Any deviation from the above is not in accordance with the Denominazione di Origine Controllata e Garantita and can not be legally called Buffalo wings.


----------



## Chief Longwind Of The North (Jul 29, 2021)

Not buffalo wings, but really meaty, and tasty.  Have napkins ready.

*Chief's smoldering Chicken;*
If you love hot wings, then I have an outstanding barbecue chicken recipe for you.  I call it Smoldering Chicken.  It doesn’t burn your mouth, but leaves a warm glow.  
And the flavor is amazing.  Trust me, when you read the ingredients, you will probably think that this chicken is beyond the taste buds of ordinary mortals.  It looks like it will be blistering hot.  But it isn’t.  It will surprise you.  (By the way, this is my eldest daughter’s, and husband’s favorite chicken.  She begged for the recipe.)

The technique given is for use with a kettle-style charcoal grill, but can easily be adapted to any covered grill or barbecue, gas, wood, or charcoal.  Enjoy.

Sauce:
1/3 cup Sriracha brand Hot Sauce
2 tbs.
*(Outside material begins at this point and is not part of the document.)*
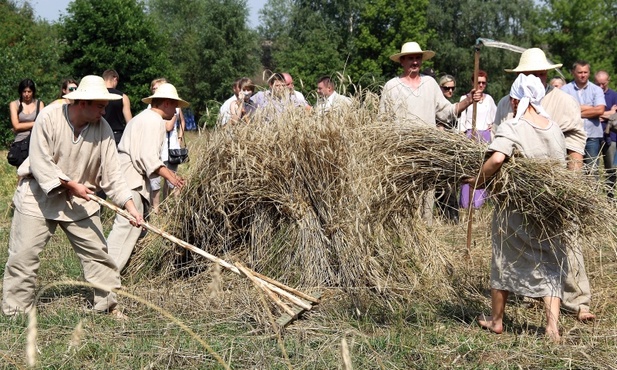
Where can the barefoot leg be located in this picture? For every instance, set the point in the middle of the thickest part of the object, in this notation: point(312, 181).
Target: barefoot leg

Tabasco Pepper Sauce
1 tbs. good soy sauce
½ cup water

8 to 10 chicken thighs, with the skin removed

Mix the sauce ingredients together.  Pour into a 1 gallon freezer bag & add the chicken pieces.  Move everything around inside the bag until the chicken is well coated with the sauce.  Press the air from the bag and place it in the refrigerator for two hours.  Make your side dishes during this marinating time.

Fire up the grill with a solid bed of charcoal and let it go until the coals are glowing.  Place the chicken on the grill, leaving space between the pieces.  Cover and close all vents half way.  Cook for 7 minutes.  Remove the lid and turn over.  Cover and cook for 7 additional minutes.  Test with an instant read meat thermometer.  Remove the chicken when the temperature reads 160 degrees.

Serve with vegetable kabobs, baked beans, or other summertime foods such as salads, grilled fruit, etc.

Take those chicken skins and fry, or grill until crisp, and golden.  Lightly salt, and crumble to garnish salads,  Delicious.

Seeeeya; Chief Longwind of the North


----------